Vincent Porteous est infirmier sage-femme anesthésiste au Samu de Lille, et il n’arrête pas : répondre aux appels du 15, évacuer des malades, vacciner... Il n’en peut plus et cela a des conséquences sur sa famille : "Il y a une vraie fatigue. Il y a une difficulté à jouer son rôle de lien familial. J’ai une maman très âgée, je ne peux pas m’en occuper. Je m’occupe des mamans des autres mais je m’occupe difficilement de la mienne... Ce n’est pas toujours facile, dans sa famille, de le faire accepter... Il y a ses enfants qu’on néglige. On donne énormément aux autres et on le paye cash." En larmes, il n’a pas pu finir l’interview et a demandé d’arrêter, par pudeur. Cet infirmier du Samu de Lille n’est pas le seul à craquer.
Des cas dramatiques
L’association de soins aux professionnels de santé a mis en place un numéro vert 24 heures sur 24 et 7 jours sur 7. Des psychologues sont à l’écoute et, depuis un an, le standard explose. Il y a beaucoup d’aides-soignantes et d’infirmières qui appellent. Rien d’étonnant pour le médecin qui dirige cette plateforme téléphoniques, Eric Henry, qui voit passer des cas dramatiques : "On a eu 24 interventions à faire sur des appels de gens qui étaient suicidaires et qu’on a sûrement sauvé d’un acte inéluctable. Ce ne sont pas que des médecins, il y a des infirmiers ou des aides-soignants qui tournent dans ces services parce qu’ils sont épuisés d’être au lit des malades. C’est eux qui voient le patient se dégrader minute après minute et cela a un énorme impact sur leur psychologie." Vingt-quatre tentatives de suicide évitées, grâce à cette plateforme d’écoute nationale, le numéro vert est le 0 805 23 23 36.
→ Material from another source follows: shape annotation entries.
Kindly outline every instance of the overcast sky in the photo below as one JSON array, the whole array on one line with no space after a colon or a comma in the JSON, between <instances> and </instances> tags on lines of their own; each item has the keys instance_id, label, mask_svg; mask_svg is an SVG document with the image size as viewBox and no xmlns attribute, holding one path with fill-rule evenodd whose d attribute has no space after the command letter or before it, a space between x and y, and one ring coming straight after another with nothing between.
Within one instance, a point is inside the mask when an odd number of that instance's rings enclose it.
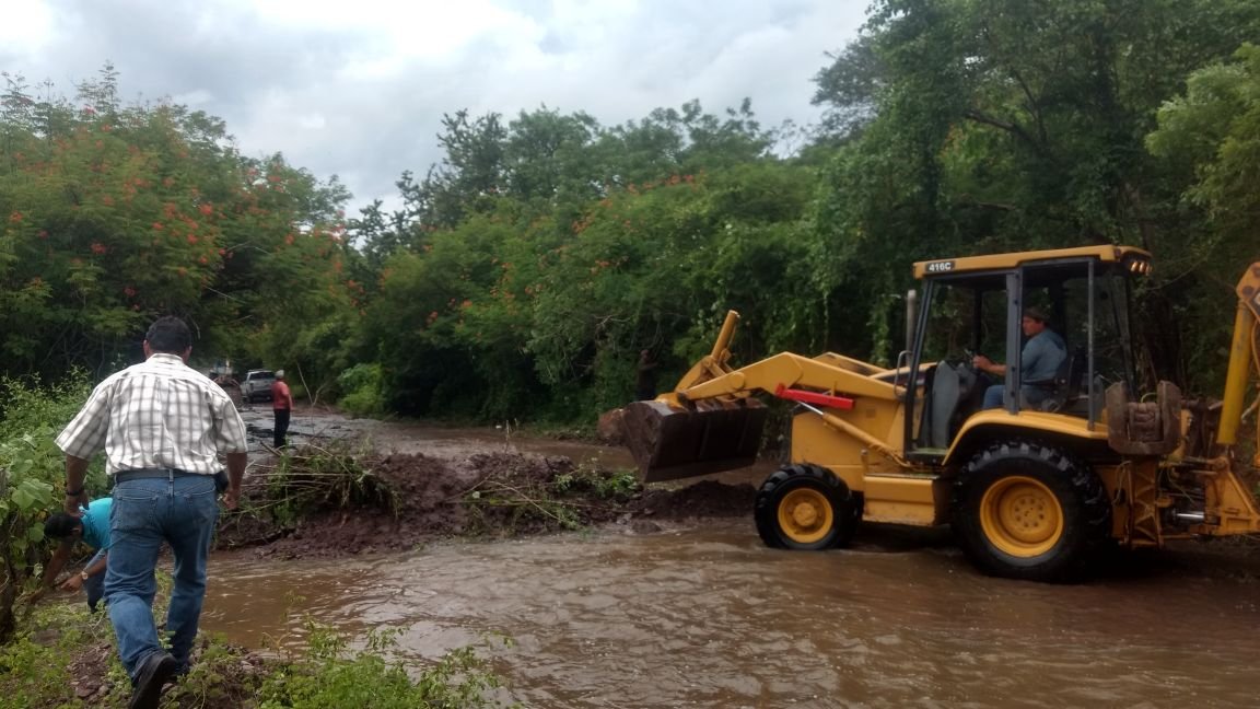
<instances>
[{"instance_id":1,"label":"overcast sky","mask_svg":"<svg viewBox=\"0 0 1260 709\"><path fill-rule=\"evenodd\" d=\"M224 119L353 206L441 159L442 114L543 105L604 125L698 98L816 121L811 78L868 0L0 0L0 69L66 95L106 61L122 97Z\"/></svg>"}]
</instances>

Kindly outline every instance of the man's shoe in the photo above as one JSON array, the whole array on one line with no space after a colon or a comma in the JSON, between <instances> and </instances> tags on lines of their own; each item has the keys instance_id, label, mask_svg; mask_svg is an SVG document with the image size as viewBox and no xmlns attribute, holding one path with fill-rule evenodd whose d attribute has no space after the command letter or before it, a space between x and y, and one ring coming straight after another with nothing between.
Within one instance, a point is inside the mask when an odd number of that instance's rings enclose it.
<instances>
[{"instance_id":1,"label":"man's shoe","mask_svg":"<svg viewBox=\"0 0 1260 709\"><path fill-rule=\"evenodd\" d=\"M161 701L161 688L175 671L179 662L166 652L154 652L140 665L136 675L136 689L131 694L129 709L158 709Z\"/></svg>"}]
</instances>

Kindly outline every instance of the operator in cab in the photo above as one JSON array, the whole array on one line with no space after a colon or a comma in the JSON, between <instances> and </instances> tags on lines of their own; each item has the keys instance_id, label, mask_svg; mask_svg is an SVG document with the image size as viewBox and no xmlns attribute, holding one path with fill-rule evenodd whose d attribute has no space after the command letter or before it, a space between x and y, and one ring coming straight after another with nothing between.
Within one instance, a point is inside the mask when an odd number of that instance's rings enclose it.
<instances>
[{"instance_id":1,"label":"operator in cab","mask_svg":"<svg viewBox=\"0 0 1260 709\"><path fill-rule=\"evenodd\" d=\"M1048 318L1037 308L1026 308L1023 312L1024 342L1023 352L1019 357L1019 394L1027 406L1037 409L1041 402L1050 397L1055 389L1055 375L1058 366L1067 358L1067 344L1057 332L1046 325ZM971 358L971 365L980 372L1002 378L1007 373L1007 366L989 360L984 354ZM984 409L1000 409L1002 392L1005 385L995 384L984 390Z\"/></svg>"}]
</instances>

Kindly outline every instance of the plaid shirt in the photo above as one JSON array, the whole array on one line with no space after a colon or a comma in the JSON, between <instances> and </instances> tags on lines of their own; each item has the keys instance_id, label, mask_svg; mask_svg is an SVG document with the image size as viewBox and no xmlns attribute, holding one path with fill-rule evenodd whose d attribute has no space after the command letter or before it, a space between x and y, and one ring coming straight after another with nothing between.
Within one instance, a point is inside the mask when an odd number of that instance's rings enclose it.
<instances>
[{"instance_id":1,"label":"plaid shirt","mask_svg":"<svg viewBox=\"0 0 1260 709\"><path fill-rule=\"evenodd\" d=\"M244 421L214 380L178 354L155 353L98 384L57 445L84 459L103 448L111 476L136 468L209 476L223 468L219 453L246 452Z\"/></svg>"}]
</instances>

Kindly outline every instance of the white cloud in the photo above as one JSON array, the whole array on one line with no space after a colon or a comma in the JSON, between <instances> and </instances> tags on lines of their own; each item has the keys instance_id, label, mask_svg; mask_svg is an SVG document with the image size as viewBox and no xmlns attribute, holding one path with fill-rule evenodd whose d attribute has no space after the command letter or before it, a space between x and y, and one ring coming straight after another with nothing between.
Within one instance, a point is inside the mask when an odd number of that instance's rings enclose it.
<instances>
[{"instance_id":1,"label":"white cloud","mask_svg":"<svg viewBox=\"0 0 1260 709\"><path fill-rule=\"evenodd\" d=\"M112 61L125 97L218 115L247 154L336 173L363 204L440 160L460 108L615 125L750 97L766 126L816 120L810 79L864 1L0 0L0 69L72 92Z\"/></svg>"}]
</instances>

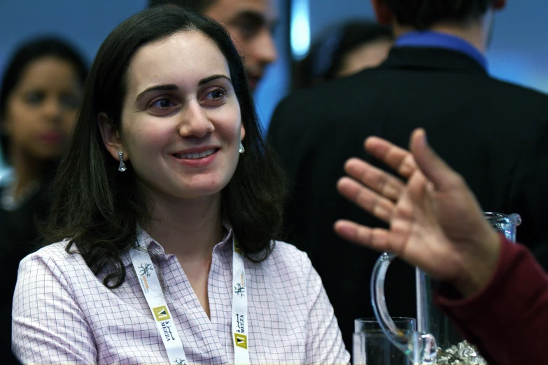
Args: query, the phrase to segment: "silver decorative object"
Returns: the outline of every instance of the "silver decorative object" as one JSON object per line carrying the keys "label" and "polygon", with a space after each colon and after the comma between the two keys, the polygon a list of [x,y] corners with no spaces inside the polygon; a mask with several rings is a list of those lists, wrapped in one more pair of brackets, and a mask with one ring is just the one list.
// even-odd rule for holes
{"label": "silver decorative object", "polygon": [[448,349],[437,349],[438,365],[487,365],[475,346],[463,341]]}
{"label": "silver decorative object", "polygon": [[127,168],[125,166],[125,164],[124,164],[124,152],[120,151],[118,152],[118,156],[120,156],[120,165],[118,165],[118,171],[124,172],[127,170]]}

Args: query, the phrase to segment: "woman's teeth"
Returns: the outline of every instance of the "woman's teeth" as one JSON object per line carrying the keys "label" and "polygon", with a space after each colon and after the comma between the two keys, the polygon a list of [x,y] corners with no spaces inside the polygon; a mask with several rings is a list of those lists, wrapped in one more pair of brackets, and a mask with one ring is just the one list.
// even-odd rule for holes
{"label": "woman's teeth", "polygon": [[179,159],[196,159],[204,158],[206,156],[209,156],[214,152],[215,152],[215,148],[211,148],[211,150],[202,151],[201,152],[181,153],[181,154],[174,155],[174,156]]}

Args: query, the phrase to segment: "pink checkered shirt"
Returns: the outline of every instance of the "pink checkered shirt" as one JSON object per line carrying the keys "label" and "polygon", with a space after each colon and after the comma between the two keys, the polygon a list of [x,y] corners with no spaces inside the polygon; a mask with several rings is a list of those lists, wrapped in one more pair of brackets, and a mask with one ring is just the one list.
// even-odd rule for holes
{"label": "pink checkered shirt", "polygon": [[[174,255],[146,233],[166,301],[190,364],[234,364],[232,231],[215,246],[208,318]],[[66,243],[21,262],[13,301],[13,346],[25,364],[168,364],[156,324],[132,267],[109,289]],[[260,264],[245,260],[251,364],[348,364],[337,320],[307,255],[276,242]]]}

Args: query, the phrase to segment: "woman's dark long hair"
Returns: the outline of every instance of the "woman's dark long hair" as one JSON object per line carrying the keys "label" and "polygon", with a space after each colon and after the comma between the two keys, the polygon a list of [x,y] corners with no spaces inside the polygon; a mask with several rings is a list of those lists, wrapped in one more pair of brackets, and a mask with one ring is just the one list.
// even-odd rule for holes
{"label": "woman's dark long hair", "polygon": [[128,66],[141,47],[179,31],[197,31],[212,39],[226,58],[246,129],[234,176],[221,193],[223,215],[245,255],[255,262],[272,252],[281,226],[286,184],[263,138],[241,59],[226,31],[194,13],[170,6],[139,13],[118,26],[101,45],[85,83],[83,100],[69,152],[54,182],[53,204],[43,234],[46,243],[69,238],[108,287],[125,279],[120,255],[136,239],[137,222],[150,222],[150,203],[138,187],[131,164],[123,173],[105,148],[97,120],[105,113],[121,127]]}

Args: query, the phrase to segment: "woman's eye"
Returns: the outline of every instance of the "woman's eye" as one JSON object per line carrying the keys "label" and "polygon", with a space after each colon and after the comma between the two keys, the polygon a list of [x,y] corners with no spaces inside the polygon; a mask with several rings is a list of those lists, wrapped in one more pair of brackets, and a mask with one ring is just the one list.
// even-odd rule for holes
{"label": "woman's eye", "polygon": [[211,100],[219,100],[223,99],[225,96],[226,96],[226,92],[225,92],[225,90],[223,90],[223,89],[216,89],[212,92],[210,92],[206,95],[206,99],[209,99]]}
{"label": "woman's eye", "polygon": [[152,108],[158,108],[160,109],[164,109],[166,108],[169,108],[171,106],[174,106],[175,104],[171,102],[171,100],[169,100],[167,98],[160,98],[157,99],[155,101],[154,101],[152,104],[150,104],[150,106]]}
{"label": "woman's eye", "polygon": [[43,101],[44,97],[45,97],[45,94],[43,92],[32,92],[28,93],[25,96],[24,99],[28,104],[37,105]]}

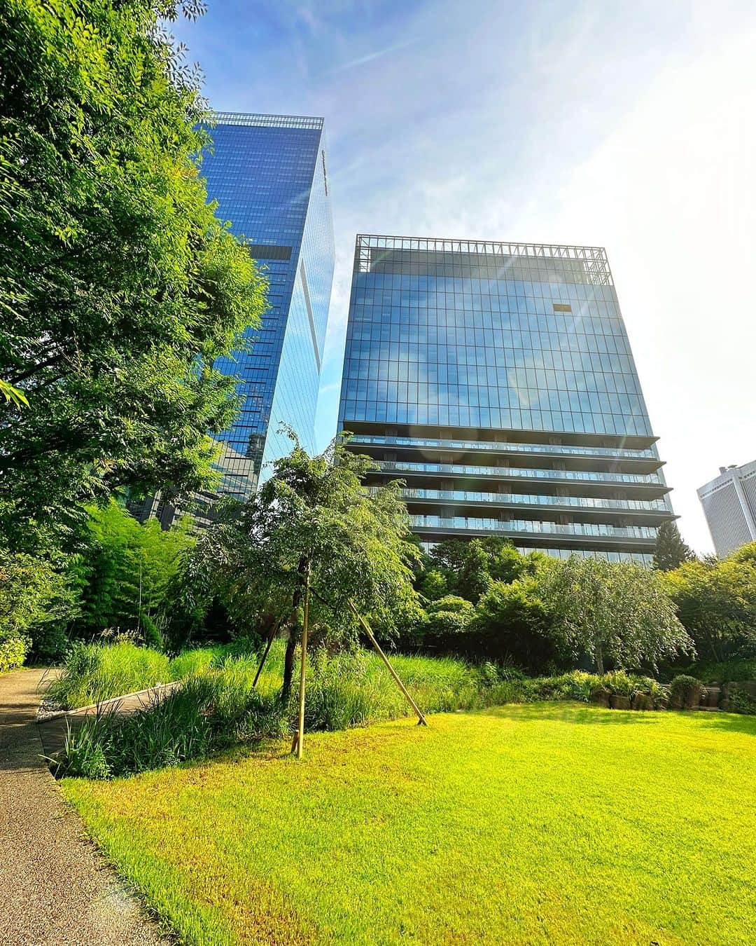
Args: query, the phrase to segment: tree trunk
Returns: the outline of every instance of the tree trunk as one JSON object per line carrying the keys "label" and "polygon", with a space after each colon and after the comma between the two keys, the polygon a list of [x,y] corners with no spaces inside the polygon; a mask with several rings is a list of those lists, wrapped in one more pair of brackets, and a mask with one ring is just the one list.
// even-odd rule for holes
{"label": "tree trunk", "polygon": [[604,675],[604,651],[601,649],[600,641],[596,641],[595,646],[595,658],[596,658],[596,668],[598,670],[598,675]]}

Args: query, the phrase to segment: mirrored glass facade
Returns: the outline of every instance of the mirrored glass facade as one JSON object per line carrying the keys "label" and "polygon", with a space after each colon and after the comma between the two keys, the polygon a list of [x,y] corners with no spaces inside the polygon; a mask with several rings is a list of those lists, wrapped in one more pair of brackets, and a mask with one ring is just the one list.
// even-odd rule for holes
{"label": "mirrored glass facade", "polygon": [[426,542],[649,561],[673,516],[601,248],[358,236],[338,423]]}
{"label": "mirrored glass facade", "polygon": [[221,491],[249,496],[294,428],[315,447],[315,413],[334,276],[334,226],[322,118],[218,113],[202,163],[217,215],[244,237],[269,282],[268,311],[249,351],[220,359],[242,410],[223,432]]}

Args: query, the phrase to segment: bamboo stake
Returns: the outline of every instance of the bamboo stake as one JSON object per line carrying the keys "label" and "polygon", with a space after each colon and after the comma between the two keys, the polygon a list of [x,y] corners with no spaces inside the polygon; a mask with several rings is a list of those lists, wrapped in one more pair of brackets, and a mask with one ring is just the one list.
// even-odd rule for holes
{"label": "bamboo stake", "polygon": [[301,628],[301,666],[300,668],[300,723],[294,737],[292,752],[297,750],[297,758],[304,754],[304,672],[307,669],[307,628],[310,620],[310,566],[304,577],[304,621]]}
{"label": "bamboo stake", "polygon": [[407,691],[407,688],[402,682],[399,674],[394,670],[394,668],[391,666],[391,663],[390,663],[388,657],[381,650],[380,644],[378,643],[378,641],[373,637],[373,633],[370,630],[369,624],[365,620],[365,618],[363,618],[363,616],[359,613],[359,611],[356,609],[356,607],[354,606],[354,604],[352,601],[352,599],[349,599],[349,606],[352,608],[352,612],[354,614],[354,617],[357,619],[357,621],[359,621],[360,624],[362,625],[362,629],[368,635],[370,643],[373,645],[373,647],[376,650],[376,653],[378,654],[378,657],[380,657],[380,658],[383,660],[383,662],[388,668],[388,673],[391,674],[391,676],[393,676],[394,680],[396,681],[397,686],[402,691],[402,692],[404,694],[407,703],[409,703],[409,705],[412,707],[412,709],[418,714],[418,726],[427,726],[428,722],[425,719],[425,717],[422,715],[422,710],[420,709],[420,707],[418,706],[418,704],[409,695],[409,692]]}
Les gens sont fatigués et épuisés, ils se demandent s’ils vont continuer à faire le même métier. Ils en ont marre et subissent des pressions de leur hiérarchie pour que ça tourne.
Eric Henryà franceinfo
Les internes en réanimation sont, eux aussi, particulièrement exposés. Mais cet épuisement ne concerne pas que les soignants, il touche tous ceux qui gèrent cette épidémie de Covid-19.
"Une bulle" de bien-être
Marguerite est assistante médicale dans un hôpital parisien, à Saint-Joseph. Son métier est de caler les rendez-vous pour les opérations. Pour elle, cette troisième vague est celle de trop. "On l’a déjà vécu et ça recommence, on est encore avec des gens qui ont ce Covid, qui débordent... C'est cette répétition qui, pour moi, est difficile. Je pense qu’il y a des gens qui ne se rendent pas compte, tous les gens qui se réunissent, qui font comme si de rien n’était et qui ne pensent qu’à boire... Il faut un peu de solidarité ! il y a des gens qui sont dans les hôpitaux qui sont très fatigués et qui ne s’en vont pas."
Marguerite voit une psychologue dans un espace dédié que l'on appelle "la bulle". Il est installé au cœur de l’hôpital Saint-Joseph. Le personnel vient pour parler ou se reposer. Il y a même des fauteuils massants, du café et de la musique douce. Un espace indispensable, selon la psychologue Marilyn Houel : "Ils sont tous un peu démunis, stressés, inquiets. Ils doivent faire aussi face à l’agressivité des patients. Le Covid fait que les gens sont moins patients et moins tolérants. Le fait de venir ici permet de décompresser, de retrouver un petit peu de sérénité ou de bienveillance."
C'est un médecin de la douleur, Marguerite d’Ussel, qui a eu l’idée de créer cette "bulle". Elle pense qu’il faudra maintenir ce type de services après la crise. "Ce qui est certain, c’est que les conséquence psychiques, voire musculo–squelettiques, de cette crise vont durer, estime-t-elle. Si on peut rester le plus longtemps ouverts comme un fonctionnement classique de l’hôpital, ce sera forcément nécessaire et bénéfique." D’autres "bulles" de bien-être ont été installées au CHU de Grenoble ou à Lille, mais ceux qui travaillent en réanimation et en soins intensifs n’en profitent pas car ils n’ont pas le temps. Or ce sont eux qui en auraient sans doute le plus besoin.